Haixi: Pioneer of a Workable Plan for Ecological, Economic and Social Development
China Today by Huang Yuanjun & Hu Ge, October 14, 2016 Adjust font size:
During his inspection tour of Qinghai Province in August this year Chinese President Xi Jinping observed that “the most valuable part of Qinghai is its ecology, in which lie the province’s most important responsibility and biggest potential.” President Xi has repeatedly stressed that ecological preservation is in the interest of a society’s long-term and overall development.
Effective Desertification Control
The Qinghai-Tibet Plateau is a place of great natural beauty with its magnificent landscape and untouched environment.

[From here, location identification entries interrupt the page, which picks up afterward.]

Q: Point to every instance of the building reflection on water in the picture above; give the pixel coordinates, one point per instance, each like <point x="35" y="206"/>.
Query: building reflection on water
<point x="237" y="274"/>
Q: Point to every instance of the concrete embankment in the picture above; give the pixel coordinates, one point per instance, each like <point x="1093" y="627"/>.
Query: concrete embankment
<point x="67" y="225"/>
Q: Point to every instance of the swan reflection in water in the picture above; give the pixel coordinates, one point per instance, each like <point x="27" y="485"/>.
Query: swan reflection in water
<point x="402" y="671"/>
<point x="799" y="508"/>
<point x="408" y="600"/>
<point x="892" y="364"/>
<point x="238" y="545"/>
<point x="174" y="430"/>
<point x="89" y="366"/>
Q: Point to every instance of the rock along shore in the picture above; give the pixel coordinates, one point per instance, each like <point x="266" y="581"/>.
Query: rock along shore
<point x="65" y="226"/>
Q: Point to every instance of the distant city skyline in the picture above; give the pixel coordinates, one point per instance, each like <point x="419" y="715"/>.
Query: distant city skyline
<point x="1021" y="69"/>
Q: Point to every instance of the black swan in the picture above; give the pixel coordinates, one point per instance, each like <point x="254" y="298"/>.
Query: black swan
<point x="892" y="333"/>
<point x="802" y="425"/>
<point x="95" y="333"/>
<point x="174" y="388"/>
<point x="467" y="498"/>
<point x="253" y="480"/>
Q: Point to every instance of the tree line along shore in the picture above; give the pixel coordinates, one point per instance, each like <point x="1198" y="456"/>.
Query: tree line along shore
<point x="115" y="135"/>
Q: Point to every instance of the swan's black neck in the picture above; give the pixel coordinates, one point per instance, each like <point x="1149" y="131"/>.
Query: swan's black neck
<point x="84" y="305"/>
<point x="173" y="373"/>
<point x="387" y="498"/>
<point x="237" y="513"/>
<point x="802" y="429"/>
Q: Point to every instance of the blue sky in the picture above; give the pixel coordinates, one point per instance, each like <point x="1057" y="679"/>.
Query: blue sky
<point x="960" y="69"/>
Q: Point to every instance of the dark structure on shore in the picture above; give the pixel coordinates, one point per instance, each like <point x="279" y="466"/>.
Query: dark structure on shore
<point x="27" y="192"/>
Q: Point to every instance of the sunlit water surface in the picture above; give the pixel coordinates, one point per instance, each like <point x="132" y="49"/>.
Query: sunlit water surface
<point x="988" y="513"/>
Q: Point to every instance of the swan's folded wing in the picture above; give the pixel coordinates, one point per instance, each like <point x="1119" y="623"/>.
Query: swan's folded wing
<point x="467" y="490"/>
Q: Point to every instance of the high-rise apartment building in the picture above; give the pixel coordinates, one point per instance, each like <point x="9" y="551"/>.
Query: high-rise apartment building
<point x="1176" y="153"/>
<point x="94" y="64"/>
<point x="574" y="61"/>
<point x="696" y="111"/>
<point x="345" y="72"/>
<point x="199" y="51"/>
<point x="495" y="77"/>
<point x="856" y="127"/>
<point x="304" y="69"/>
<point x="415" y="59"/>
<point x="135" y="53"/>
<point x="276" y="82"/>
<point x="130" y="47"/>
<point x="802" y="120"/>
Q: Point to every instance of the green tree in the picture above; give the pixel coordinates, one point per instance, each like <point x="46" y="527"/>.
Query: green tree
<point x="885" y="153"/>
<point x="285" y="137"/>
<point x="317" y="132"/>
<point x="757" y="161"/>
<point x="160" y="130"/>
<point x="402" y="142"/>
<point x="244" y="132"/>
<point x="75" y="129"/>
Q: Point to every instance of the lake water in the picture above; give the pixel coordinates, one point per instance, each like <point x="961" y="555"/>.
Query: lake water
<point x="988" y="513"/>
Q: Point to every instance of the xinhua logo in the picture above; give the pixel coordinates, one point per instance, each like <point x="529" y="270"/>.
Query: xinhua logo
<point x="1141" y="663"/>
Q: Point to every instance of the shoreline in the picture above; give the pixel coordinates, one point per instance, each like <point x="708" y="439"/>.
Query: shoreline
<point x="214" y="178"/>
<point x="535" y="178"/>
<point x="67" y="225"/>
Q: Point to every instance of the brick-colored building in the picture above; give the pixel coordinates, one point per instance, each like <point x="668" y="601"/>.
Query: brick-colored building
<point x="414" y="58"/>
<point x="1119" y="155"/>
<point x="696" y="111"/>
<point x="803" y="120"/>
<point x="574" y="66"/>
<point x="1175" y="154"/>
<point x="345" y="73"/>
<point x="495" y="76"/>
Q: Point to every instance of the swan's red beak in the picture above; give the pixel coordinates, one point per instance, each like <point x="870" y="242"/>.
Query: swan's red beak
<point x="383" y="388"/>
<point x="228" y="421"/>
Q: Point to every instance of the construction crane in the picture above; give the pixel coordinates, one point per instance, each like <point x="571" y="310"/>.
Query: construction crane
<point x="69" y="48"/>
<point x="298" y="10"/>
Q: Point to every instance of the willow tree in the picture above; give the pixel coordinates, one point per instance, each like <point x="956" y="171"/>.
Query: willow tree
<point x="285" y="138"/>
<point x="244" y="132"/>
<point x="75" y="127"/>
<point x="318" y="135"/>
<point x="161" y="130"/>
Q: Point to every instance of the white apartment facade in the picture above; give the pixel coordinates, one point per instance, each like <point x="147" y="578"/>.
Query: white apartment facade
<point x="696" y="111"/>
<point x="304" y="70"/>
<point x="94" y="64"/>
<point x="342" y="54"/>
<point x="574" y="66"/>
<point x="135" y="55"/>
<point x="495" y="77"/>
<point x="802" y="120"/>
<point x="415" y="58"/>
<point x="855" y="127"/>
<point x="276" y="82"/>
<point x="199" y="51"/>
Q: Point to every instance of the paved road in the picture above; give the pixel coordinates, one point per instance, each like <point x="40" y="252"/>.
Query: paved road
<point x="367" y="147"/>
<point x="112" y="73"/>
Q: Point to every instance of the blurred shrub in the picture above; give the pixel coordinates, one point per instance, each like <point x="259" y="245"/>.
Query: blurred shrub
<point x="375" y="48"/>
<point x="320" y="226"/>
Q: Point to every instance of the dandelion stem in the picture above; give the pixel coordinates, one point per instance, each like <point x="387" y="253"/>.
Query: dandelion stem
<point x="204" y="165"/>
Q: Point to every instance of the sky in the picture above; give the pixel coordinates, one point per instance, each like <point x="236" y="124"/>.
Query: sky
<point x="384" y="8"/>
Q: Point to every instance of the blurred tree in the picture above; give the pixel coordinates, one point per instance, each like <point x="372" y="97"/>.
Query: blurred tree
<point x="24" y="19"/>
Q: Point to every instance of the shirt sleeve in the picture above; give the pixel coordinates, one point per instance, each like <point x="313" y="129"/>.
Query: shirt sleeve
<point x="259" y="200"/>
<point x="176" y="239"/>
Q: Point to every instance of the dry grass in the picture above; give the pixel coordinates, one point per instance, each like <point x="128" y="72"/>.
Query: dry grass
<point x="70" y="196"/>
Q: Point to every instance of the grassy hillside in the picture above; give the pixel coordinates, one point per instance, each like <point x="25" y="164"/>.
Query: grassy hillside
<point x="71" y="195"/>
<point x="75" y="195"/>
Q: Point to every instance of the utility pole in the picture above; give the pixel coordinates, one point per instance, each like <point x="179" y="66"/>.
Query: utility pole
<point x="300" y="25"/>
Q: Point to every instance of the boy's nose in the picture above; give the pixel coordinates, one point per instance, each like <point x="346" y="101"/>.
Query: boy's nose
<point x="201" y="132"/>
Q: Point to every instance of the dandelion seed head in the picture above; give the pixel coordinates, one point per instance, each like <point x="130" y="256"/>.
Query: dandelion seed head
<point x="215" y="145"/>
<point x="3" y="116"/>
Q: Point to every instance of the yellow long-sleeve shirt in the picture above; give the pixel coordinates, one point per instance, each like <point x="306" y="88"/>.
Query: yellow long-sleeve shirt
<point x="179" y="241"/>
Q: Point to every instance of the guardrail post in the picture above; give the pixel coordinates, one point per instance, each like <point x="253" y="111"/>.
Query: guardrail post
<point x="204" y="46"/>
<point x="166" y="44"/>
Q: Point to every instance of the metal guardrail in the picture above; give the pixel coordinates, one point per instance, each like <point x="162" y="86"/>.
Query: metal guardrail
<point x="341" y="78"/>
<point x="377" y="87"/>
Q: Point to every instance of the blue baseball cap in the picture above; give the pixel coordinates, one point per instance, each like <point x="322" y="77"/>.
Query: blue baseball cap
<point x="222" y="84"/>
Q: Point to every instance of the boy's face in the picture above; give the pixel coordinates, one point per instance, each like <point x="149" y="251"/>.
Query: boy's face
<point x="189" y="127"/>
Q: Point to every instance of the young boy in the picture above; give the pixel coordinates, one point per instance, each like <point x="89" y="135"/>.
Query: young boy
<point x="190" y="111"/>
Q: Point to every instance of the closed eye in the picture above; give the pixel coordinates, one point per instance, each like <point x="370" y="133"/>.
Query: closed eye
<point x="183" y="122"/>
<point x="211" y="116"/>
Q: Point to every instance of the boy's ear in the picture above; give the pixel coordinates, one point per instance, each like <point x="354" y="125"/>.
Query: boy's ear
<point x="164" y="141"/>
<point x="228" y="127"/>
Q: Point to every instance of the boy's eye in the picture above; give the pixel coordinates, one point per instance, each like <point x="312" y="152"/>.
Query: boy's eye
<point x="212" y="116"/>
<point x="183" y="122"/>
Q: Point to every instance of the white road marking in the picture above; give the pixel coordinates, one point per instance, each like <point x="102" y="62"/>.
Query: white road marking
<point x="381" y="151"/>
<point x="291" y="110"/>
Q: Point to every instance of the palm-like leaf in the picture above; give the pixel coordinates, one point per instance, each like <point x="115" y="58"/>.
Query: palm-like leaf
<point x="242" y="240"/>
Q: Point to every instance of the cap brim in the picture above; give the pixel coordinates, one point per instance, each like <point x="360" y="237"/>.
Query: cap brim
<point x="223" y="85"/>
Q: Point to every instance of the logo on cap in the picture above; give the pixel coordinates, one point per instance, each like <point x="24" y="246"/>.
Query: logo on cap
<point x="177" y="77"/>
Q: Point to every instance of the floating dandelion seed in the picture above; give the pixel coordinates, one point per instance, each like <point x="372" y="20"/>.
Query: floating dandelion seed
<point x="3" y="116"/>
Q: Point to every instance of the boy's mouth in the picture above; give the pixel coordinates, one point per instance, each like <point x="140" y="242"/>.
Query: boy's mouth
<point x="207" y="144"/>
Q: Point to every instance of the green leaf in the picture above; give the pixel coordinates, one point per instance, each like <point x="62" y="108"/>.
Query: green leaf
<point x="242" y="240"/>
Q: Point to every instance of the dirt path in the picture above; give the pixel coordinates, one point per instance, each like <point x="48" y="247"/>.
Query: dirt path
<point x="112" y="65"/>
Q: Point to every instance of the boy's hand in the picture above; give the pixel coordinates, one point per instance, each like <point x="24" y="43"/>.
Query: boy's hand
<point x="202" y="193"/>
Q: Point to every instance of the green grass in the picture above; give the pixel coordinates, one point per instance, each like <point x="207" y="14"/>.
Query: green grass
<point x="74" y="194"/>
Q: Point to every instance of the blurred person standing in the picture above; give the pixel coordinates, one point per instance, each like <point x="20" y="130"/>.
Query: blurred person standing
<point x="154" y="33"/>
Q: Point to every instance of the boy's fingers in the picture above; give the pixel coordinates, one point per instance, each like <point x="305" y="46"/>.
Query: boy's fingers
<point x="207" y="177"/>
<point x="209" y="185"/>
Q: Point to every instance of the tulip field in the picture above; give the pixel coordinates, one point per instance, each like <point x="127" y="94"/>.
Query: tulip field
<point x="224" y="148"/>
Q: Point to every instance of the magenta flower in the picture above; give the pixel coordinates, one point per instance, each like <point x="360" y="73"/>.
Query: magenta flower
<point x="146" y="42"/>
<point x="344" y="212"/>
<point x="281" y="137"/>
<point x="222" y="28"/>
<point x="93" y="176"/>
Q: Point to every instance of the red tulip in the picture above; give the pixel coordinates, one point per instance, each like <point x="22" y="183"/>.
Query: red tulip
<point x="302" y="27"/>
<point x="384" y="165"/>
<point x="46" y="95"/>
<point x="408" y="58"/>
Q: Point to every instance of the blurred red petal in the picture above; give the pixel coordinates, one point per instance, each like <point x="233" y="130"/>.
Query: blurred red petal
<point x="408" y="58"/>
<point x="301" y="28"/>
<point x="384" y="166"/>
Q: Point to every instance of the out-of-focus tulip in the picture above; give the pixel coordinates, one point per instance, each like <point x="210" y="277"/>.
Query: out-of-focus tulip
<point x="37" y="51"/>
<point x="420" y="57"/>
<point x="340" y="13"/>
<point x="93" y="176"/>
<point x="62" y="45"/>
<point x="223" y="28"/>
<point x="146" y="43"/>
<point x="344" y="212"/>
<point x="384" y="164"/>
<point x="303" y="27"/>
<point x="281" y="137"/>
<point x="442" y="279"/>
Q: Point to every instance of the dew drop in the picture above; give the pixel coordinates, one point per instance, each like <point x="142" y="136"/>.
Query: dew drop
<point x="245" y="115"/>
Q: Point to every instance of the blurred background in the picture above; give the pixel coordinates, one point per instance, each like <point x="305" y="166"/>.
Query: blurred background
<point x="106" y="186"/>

Haixi Mongolian and Tibetan Autonomous Prefecture, Qinghai Province, is north of the plateau. Most of Haixi is in the Qaidam Basin, with the Altun and Qilian mountains to its north and the Kunlun Mountain to its south. The region is within easy reach of Gansu, Xinjiang, and Tibet.
The goji berry cultivation base.
The Qaidam Basin, one of the eight biggest deserts in China, is Qinghai’s largest area of desert, and also the hardest to control. Between 2011 and 2015, Haixi prevented and controlled 130,000 hectares of desertification, and reclaimed 147,000 hectares of sandy land, thereby increasing forest coverage and decreasing the amount of desert. These efforts have stopped Haixi from being plagued by a vicious circle, in which ecological management is followed by further damage.
In seeking to develop an economy that prevents and controls desertification and blazes a trail for local farmers and herdsmen to prosper, Haixi has discovered a workable plan – nurturing and developing the goji berry industry.